If only she could interface with Europol. She needed a last name. Had to have it. Tomorrow, she’d get Rene to lean on the architect . . . he might know more.
Meanwhile, she checked in with the answering machine at Leduc Detective. It felt like not just a few days but forever since she’d been there. She accessed and listened to the voice mail. A query for security work referred by a current satisfied client. Nice.
Then another message. No voice. The machine clicked off.
She felt uneasy. Even though she’d canceled her phone service right after her cell phone had been stolen, the attacker had time to find her addresses, home and business.
The third message, her connection from
“The Incandescent hearing’s scheduled for Monday afternoon at sixteen hundred hours at the Palais de Justice. If your client’s not there, his firm goes on the docket for issuance of a subpoena.”
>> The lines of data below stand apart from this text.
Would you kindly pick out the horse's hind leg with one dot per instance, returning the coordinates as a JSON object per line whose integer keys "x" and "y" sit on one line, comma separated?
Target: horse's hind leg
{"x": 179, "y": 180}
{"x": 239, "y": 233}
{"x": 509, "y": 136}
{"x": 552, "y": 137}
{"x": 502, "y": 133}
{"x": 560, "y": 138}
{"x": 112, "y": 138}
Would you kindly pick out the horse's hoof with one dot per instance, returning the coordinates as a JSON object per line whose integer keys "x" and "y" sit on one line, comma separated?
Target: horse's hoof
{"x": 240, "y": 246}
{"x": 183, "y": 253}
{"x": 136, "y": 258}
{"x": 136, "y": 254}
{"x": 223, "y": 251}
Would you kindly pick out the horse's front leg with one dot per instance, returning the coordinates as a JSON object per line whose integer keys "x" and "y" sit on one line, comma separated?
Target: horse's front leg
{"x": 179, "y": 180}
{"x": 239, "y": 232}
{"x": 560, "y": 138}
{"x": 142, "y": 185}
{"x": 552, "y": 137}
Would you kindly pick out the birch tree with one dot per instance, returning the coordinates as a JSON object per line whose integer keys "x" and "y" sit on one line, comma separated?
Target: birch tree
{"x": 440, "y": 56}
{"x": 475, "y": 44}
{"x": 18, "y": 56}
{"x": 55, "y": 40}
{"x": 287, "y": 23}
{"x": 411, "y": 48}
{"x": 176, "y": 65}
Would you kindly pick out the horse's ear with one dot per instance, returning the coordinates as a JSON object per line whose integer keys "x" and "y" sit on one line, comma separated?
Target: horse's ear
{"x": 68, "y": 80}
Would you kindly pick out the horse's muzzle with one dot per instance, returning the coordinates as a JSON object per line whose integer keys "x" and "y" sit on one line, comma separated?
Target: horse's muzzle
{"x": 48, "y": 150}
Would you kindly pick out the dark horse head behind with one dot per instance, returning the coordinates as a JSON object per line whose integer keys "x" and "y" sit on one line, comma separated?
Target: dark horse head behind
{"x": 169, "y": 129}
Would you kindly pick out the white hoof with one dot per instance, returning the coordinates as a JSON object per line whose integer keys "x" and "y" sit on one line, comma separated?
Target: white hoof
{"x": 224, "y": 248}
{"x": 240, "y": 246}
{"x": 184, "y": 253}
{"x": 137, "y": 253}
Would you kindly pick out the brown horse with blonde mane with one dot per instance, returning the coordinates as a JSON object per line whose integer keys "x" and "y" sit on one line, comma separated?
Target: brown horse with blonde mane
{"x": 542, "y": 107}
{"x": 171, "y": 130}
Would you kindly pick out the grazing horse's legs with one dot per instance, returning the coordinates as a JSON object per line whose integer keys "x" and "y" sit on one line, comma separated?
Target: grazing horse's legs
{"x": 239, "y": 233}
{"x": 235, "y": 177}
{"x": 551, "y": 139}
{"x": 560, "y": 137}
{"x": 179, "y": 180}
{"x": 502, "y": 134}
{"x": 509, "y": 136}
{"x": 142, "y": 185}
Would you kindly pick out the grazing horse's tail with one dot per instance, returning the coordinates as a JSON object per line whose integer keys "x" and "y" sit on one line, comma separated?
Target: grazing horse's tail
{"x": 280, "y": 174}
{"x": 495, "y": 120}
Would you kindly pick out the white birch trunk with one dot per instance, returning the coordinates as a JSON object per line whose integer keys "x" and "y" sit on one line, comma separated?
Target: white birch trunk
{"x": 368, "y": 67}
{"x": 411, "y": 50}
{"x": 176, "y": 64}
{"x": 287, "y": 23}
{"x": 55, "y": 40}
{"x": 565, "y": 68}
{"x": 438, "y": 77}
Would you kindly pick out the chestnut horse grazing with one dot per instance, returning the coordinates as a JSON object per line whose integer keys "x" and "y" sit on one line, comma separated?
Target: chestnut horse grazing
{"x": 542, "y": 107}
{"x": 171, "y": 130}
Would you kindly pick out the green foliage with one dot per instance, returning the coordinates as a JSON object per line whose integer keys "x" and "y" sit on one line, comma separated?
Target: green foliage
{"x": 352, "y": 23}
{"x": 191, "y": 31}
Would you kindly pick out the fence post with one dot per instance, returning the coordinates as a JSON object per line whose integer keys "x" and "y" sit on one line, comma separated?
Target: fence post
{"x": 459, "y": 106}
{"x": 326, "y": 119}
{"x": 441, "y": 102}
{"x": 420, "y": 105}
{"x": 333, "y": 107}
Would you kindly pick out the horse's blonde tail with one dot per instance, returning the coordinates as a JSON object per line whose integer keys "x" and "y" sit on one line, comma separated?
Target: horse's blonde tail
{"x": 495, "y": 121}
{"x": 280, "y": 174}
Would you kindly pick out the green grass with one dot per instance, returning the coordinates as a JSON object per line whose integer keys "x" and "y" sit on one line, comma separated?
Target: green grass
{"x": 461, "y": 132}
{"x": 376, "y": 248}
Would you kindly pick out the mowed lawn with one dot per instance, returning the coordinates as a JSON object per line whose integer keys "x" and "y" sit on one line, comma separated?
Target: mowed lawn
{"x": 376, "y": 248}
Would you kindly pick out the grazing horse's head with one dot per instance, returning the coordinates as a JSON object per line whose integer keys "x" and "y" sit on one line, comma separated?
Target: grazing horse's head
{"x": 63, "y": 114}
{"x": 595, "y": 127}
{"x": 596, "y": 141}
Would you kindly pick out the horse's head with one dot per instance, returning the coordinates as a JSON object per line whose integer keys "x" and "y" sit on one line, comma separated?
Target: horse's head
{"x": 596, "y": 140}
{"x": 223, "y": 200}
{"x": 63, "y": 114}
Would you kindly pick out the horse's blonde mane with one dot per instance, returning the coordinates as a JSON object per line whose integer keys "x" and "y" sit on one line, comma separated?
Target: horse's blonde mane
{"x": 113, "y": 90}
And then she fell asleep. She dreamt in color. Blood-red and tamarind-hued leaves spiraled down from the autumn trees in Place Trousseau. Children kicked the leaves, scattering them in a red-orange whirl, then ran to the quivering gloss-green see-saw. The crooked fingernail of a moon, its out- line burnished in blue, swayed to accordion strains. The “piano of the poor,” her grandmother had called it, as she slipped the worn straps around her shoulders.
The colors pulsed and throbbed; she’d never witnessed anything as beautiful. It grew larger than life, surreal and wonderful. And she didn’t want it to end.
But it did. The colors faded. Disappeared.
Waves of sadness hit her as she woke up.
Then she’d dozed off again, curled around the laptop, with the cursor flashing on Populax’s logo. Better get back to work, she thought, rubbing her eyes and wondering what the bright thing was on her toe. A patch of sunlight surrounded by gray fog.
Her heart leapt. She could see!
She squinted, tried to focus. And the image slowly evaporated into more fog. A fog that shifted and moved.
She wanted to shout and dance. Her sight had returned. A little, a very tiny bit, but she’d seen her toe! It was only when she struggled into her T-strap high-heels that she realized the fog, now a dense charcoal color, remained.
Depression descended over her. Would her eyesight ever come back?
“WHICH EDITOR DO YOU want?” said the man in the T-shirt to Rene.
Rene, wiping his damp forehead with a handkerchief, noticed the man’s stringy hair and the ASK ME ABOUT THE BERLIOZ OPERA button on his sleeve.